Me viene a la cabeza la visita que hice a un orfanato tiempo atrás. Había cerca de veinte niños y niñas, todos menores de siete años. En un momento dado le pregunté a una de las cuidadoras cómo gestionaban el apego con lxs niñxs que, tarde o temprano, acababan abandonando el centro, cuando finalizaban los procesos de adopción. La respuesta que recibí todavía me entristece… me dijo que nunca miraban a lxs niñxs a los ojos pues de este modo evitaban trazar vínculos con ellxs. ¿Te imaginas ese momento íntimo de darle el biberón a un bebé o consolar a un crío pequeño tras una caída sin mirarle a los ojos? Tremendo…

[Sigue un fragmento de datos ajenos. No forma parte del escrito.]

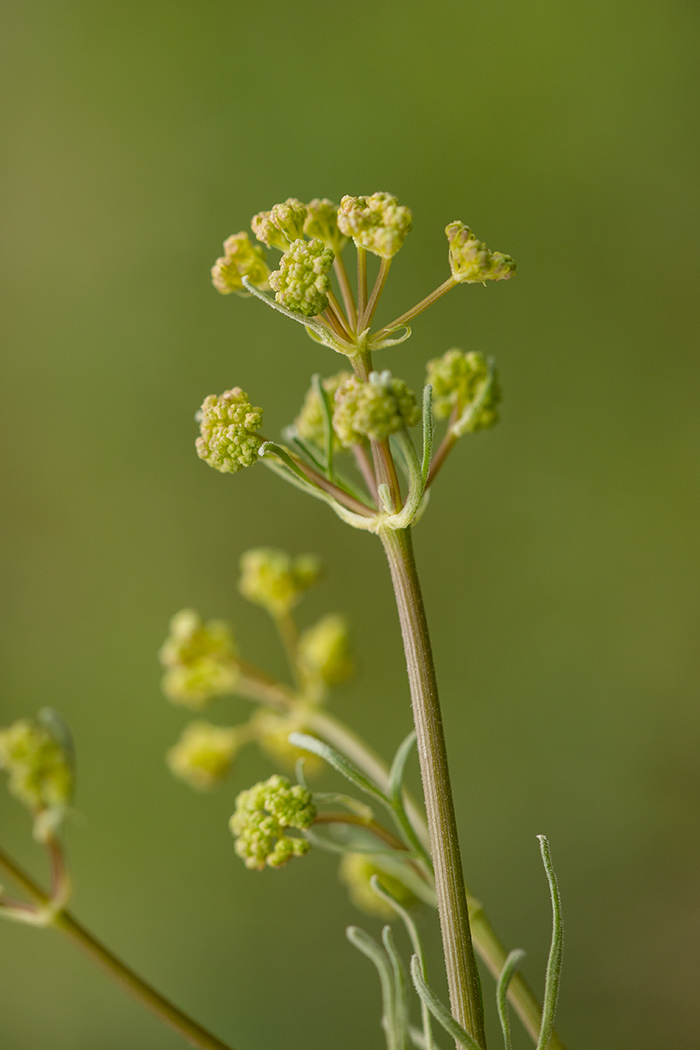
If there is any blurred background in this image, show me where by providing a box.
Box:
[0,0,700,1050]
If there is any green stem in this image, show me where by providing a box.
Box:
[380,529,486,1047]
[0,849,237,1050]
[373,277,459,339]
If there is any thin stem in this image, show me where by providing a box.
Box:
[357,247,367,317]
[333,253,357,331]
[380,529,486,1047]
[0,849,237,1050]
[374,277,459,339]
[314,813,405,852]
[359,258,391,332]
[353,445,379,504]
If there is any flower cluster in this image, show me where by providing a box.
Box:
[0,718,73,828]
[338,193,412,259]
[445,223,515,285]
[160,609,239,710]
[230,775,316,872]
[238,547,321,616]
[195,386,262,474]
[211,233,270,295]
[426,348,501,433]
[270,237,335,317]
[167,721,242,791]
[333,372,421,448]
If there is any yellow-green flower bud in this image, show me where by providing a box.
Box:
[238,547,321,616]
[195,386,262,474]
[338,193,411,259]
[249,710,324,776]
[303,197,347,255]
[230,775,316,872]
[338,854,418,920]
[445,223,515,285]
[160,609,239,711]
[211,233,270,295]
[167,721,242,791]
[294,372,353,449]
[251,197,306,252]
[0,718,73,823]
[425,348,501,433]
[333,372,421,448]
[299,613,353,686]
[270,237,335,317]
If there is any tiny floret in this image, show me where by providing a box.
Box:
[251,197,306,252]
[425,348,501,433]
[303,197,347,255]
[338,853,418,919]
[299,613,353,686]
[0,718,73,838]
[333,372,421,448]
[160,609,239,711]
[238,547,321,616]
[211,233,270,295]
[195,386,262,474]
[230,775,316,872]
[338,193,412,259]
[167,721,241,791]
[445,223,515,285]
[294,372,353,449]
[270,237,335,317]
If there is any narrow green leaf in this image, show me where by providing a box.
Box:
[537,835,564,1050]
[495,948,525,1050]
[410,956,482,1050]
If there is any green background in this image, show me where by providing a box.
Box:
[0,0,700,1050]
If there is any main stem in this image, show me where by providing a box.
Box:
[380,529,486,1048]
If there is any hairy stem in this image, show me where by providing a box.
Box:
[0,849,232,1050]
[380,529,486,1047]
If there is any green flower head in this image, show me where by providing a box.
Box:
[238,547,321,616]
[299,614,353,686]
[160,609,239,711]
[294,372,353,450]
[270,237,335,317]
[0,715,73,838]
[251,197,306,252]
[195,386,262,474]
[211,233,270,295]
[338,193,411,259]
[303,197,347,255]
[333,372,421,448]
[167,721,242,791]
[425,349,501,433]
[230,775,316,872]
[445,223,515,285]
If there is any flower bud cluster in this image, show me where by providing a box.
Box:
[338,853,418,919]
[270,237,335,317]
[238,547,321,616]
[425,348,501,433]
[167,721,243,791]
[338,193,412,259]
[230,775,316,872]
[298,613,353,686]
[333,372,421,448]
[160,609,239,711]
[0,718,73,818]
[445,223,515,285]
[211,233,270,295]
[251,197,306,252]
[294,372,353,449]
[195,386,262,474]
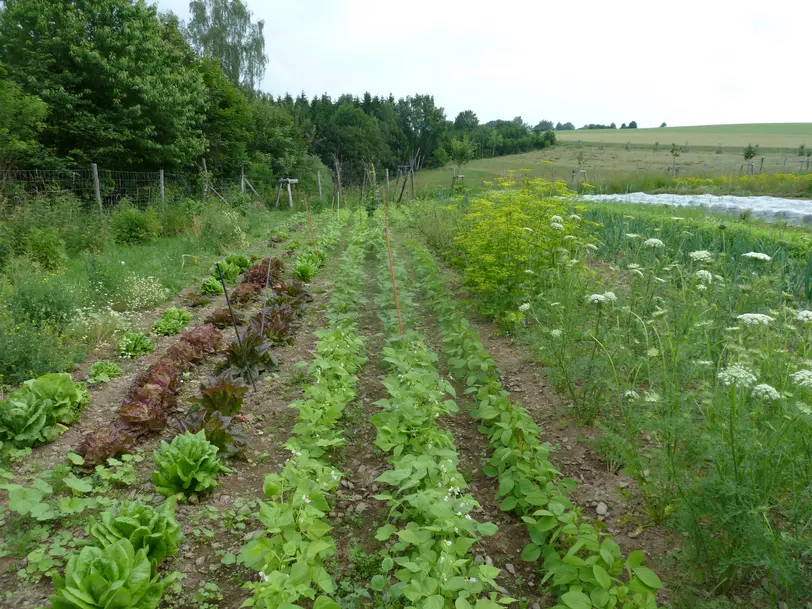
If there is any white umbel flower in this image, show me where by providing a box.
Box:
[795,311,812,324]
[789,370,812,389]
[688,250,713,262]
[752,383,781,402]
[736,313,773,326]
[742,252,772,262]
[717,364,758,388]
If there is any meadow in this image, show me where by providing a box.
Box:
[415,123,812,197]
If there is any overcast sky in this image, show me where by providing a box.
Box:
[158,0,812,127]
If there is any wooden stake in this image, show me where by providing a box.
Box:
[383,193,403,341]
[90,163,104,216]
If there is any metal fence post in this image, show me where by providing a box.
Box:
[90,163,104,216]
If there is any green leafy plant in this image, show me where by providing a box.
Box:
[21,372,90,425]
[225,254,251,271]
[87,497,183,564]
[152,307,192,336]
[189,370,248,416]
[152,430,230,499]
[87,361,121,385]
[50,539,174,609]
[0,391,59,448]
[217,329,279,382]
[211,260,242,283]
[116,332,155,359]
[200,277,223,296]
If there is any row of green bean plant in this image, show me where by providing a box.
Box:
[402,243,663,609]
[369,217,515,609]
[239,216,366,609]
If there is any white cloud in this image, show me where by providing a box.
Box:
[158,0,812,127]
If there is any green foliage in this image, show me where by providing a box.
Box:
[0,65,47,166]
[87,361,121,385]
[0,392,59,447]
[0,0,205,169]
[20,372,90,425]
[200,277,223,296]
[152,307,192,336]
[111,203,161,245]
[87,498,183,564]
[211,260,242,283]
[50,539,172,609]
[152,430,229,499]
[116,332,155,359]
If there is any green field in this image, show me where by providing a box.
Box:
[556,123,812,149]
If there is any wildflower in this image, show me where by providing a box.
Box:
[795,311,812,323]
[736,313,773,326]
[752,383,781,402]
[717,364,760,388]
[742,252,772,262]
[688,250,713,262]
[789,370,812,389]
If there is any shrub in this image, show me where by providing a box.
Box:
[25,227,67,270]
[116,332,155,359]
[87,361,121,385]
[87,499,183,564]
[50,539,170,609]
[111,203,161,245]
[152,307,192,336]
[0,307,83,383]
[152,430,230,499]
[211,260,241,283]
[7,265,81,331]
[200,277,223,296]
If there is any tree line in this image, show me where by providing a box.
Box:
[0,0,574,188]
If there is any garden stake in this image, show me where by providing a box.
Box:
[215,262,257,391]
[305,197,318,254]
[259,239,273,336]
[383,192,403,342]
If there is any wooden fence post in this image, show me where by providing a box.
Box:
[91,163,104,216]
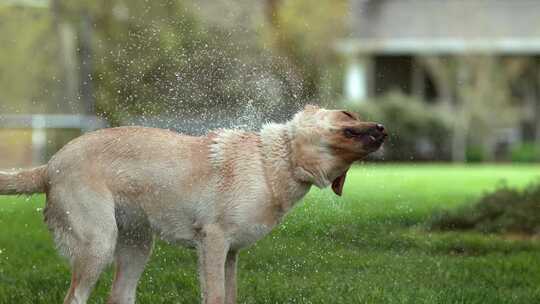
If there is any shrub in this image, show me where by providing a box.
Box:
[349,93,451,161]
[510,143,540,163]
[428,181,540,234]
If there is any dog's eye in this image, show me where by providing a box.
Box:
[341,111,356,120]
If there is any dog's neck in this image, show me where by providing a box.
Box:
[260,124,311,212]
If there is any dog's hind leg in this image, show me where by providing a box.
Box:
[45,187,117,304]
[198,225,229,304]
[108,223,153,304]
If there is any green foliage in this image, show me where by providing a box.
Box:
[510,143,540,163]
[266,0,348,100]
[0,4,59,113]
[0,165,540,304]
[430,182,540,234]
[346,93,451,160]
[465,145,486,163]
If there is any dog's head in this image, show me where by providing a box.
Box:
[290,106,387,195]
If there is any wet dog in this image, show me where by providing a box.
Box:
[0,106,386,304]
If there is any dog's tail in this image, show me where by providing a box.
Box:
[0,165,48,194]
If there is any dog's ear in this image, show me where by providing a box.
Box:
[304,104,320,112]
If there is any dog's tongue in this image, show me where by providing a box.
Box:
[332,171,347,196]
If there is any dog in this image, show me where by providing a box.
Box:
[0,106,387,304]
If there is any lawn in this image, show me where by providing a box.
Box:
[0,164,540,304]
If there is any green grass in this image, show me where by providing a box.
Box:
[0,165,540,304]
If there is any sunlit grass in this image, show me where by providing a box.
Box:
[0,164,540,303]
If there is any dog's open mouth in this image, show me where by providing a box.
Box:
[360,133,387,151]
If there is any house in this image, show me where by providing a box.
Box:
[337,0,540,147]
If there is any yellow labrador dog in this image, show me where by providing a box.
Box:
[0,106,386,304]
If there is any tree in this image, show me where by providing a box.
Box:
[421,54,517,162]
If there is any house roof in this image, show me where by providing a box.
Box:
[341,0,540,53]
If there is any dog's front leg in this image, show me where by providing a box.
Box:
[225,250,238,304]
[198,225,229,304]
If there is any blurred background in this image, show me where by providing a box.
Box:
[0,0,540,168]
[0,0,540,304]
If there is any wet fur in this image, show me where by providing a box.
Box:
[0,107,384,304]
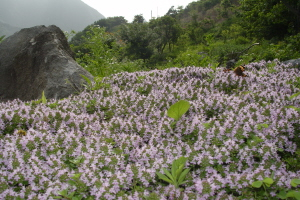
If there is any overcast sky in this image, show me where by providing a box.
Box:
[82,0,197,22]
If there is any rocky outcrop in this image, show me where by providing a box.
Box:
[283,58,300,70]
[0,26,93,101]
[0,0,104,32]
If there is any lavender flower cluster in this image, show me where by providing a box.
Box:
[0,61,300,200]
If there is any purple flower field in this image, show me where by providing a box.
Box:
[0,61,300,200]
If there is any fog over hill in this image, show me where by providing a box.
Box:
[0,0,104,34]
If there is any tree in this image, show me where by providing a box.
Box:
[119,18,153,62]
[94,16,127,32]
[240,0,300,39]
[149,15,182,54]
[76,26,117,77]
[132,15,145,24]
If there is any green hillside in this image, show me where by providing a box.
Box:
[70,0,300,74]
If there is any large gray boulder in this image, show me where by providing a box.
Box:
[0,26,93,101]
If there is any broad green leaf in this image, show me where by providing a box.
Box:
[285,106,300,111]
[167,100,190,121]
[70,156,84,165]
[263,178,274,187]
[286,190,295,198]
[41,91,47,104]
[72,194,83,200]
[71,173,82,180]
[276,190,287,199]
[289,92,300,99]
[68,191,76,198]
[163,168,176,183]
[294,191,300,200]
[80,74,92,85]
[252,181,263,188]
[53,196,61,199]
[178,169,190,185]
[68,180,77,186]
[256,124,269,130]
[175,164,184,180]
[156,172,173,184]
[171,160,178,180]
[203,123,213,128]
[291,179,300,187]
[57,190,68,197]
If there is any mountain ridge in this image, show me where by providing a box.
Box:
[0,0,105,33]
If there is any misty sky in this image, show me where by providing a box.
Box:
[82,0,197,22]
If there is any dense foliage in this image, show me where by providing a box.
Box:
[71,0,300,73]
[0,61,300,200]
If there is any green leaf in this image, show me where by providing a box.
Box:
[286,190,295,198]
[41,91,47,104]
[163,168,176,183]
[203,122,213,128]
[171,160,178,180]
[70,156,84,165]
[71,173,82,180]
[263,178,274,187]
[256,124,269,130]
[68,180,77,186]
[174,164,184,180]
[178,169,190,185]
[294,191,300,200]
[72,194,83,200]
[53,196,61,199]
[276,190,287,199]
[289,92,300,100]
[285,106,300,112]
[57,189,68,197]
[156,172,173,184]
[290,179,300,187]
[167,100,190,121]
[252,181,263,188]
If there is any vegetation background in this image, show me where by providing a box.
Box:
[64,0,300,76]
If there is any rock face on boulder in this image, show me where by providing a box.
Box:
[0,26,93,101]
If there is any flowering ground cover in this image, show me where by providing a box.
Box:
[0,61,300,200]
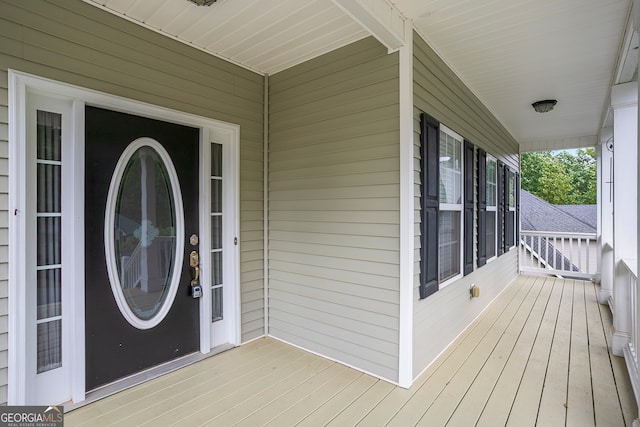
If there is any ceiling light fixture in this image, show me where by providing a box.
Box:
[189,0,217,6]
[531,99,558,113]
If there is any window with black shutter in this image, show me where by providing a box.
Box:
[477,148,487,267]
[496,161,505,256]
[463,140,475,276]
[420,113,440,298]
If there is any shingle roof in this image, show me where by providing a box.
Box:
[520,190,597,233]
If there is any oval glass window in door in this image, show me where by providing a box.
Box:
[104,138,184,329]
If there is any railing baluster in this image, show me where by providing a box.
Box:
[520,230,597,279]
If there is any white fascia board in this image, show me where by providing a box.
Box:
[332,0,407,53]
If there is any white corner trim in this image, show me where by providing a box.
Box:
[7,70,26,405]
[262,75,269,336]
[611,82,638,109]
[398,23,415,388]
[332,0,404,53]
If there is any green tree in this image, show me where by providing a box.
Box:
[520,148,597,204]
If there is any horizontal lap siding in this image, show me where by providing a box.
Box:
[0,0,264,401]
[269,38,400,381]
[413,34,519,378]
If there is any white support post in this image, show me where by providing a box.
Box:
[398,25,415,388]
[611,82,638,356]
[596,128,613,308]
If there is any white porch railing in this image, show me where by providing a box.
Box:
[520,231,598,279]
[620,259,638,404]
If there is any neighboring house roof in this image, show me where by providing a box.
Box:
[520,190,597,233]
[520,190,597,280]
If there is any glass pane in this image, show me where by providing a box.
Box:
[37,268,62,320]
[486,211,496,259]
[211,252,222,285]
[36,110,62,161]
[36,217,62,266]
[438,211,460,282]
[114,146,177,320]
[211,287,223,322]
[487,159,496,206]
[37,320,62,373]
[211,215,222,249]
[509,172,516,208]
[211,179,222,213]
[211,144,222,177]
[37,163,62,213]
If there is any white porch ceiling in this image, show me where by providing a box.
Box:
[85,0,637,151]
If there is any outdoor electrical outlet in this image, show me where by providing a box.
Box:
[469,285,480,298]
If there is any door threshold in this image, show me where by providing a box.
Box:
[62,343,235,412]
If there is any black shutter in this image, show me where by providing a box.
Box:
[477,148,487,267]
[496,160,505,256]
[504,167,513,252]
[462,140,475,276]
[420,113,440,298]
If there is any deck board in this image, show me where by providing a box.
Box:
[65,276,637,427]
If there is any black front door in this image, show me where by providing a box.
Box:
[85,107,200,391]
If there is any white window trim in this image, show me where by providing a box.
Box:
[438,123,465,289]
[485,153,498,263]
[7,69,241,405]
[506,169,519,251]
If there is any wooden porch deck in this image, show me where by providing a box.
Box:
[65,276,637,427]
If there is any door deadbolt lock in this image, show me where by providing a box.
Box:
[189,251,202,298]
[191,285,202,298]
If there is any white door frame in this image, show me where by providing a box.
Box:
[8,70,240,405]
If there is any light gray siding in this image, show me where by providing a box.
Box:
[0,0,263,402]
[269,38,400,381]
[413,33,519,378]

Sin llegar a este extremo, es cierto que muchas personas tienen una sensación similar en su entorno laboral. Se sienten ignoradas o poco reconocidas. Puede que sea cierto, o puede que sea tan solo su percepción. Pero la consecuencia será la misma: malestar, desapego y falta de compromiso.


Para evitar que las personas a nuestro alrededor tengan la nociva sensación de irrelevancia, podemos tener presente cinco aspectos muy sencillos:


  1. Interesarnos sinceramente por ellas, por cómo están, por cómo se sienten.

  2. Pedirles opinión, mostrarles que su punto de vista es importante para nosotrxs.

  3. Agradecerles su esfuerzo, su compromiso, su voluntad de contribuir.

  4. Felicitarles por alguna de las muchas cosas que, de bien seguro, realizan con acierto.

  5. Sonreírles. Aunque sea sin ningún motivo aparente.


Indispensable hacerlo de una forma genuina, auténtica. Porque ellxs, como nosotrxs, merecen ser vistxs y reconocidxs.


Muy posiblemente hayas visto la primera entrega de Avatar (y si no  lo has hecho todavía, te recomiendo encarecidamente verla). Para mí, es una de las películas que mejor retrata cómo conectar auténticamente. En un momento singular del film, Neytiri, la na´vi que se enamora del marine Jake, le dice mirándolo profundamente a los ojos: «te veo y te reconozco». Maravilloso.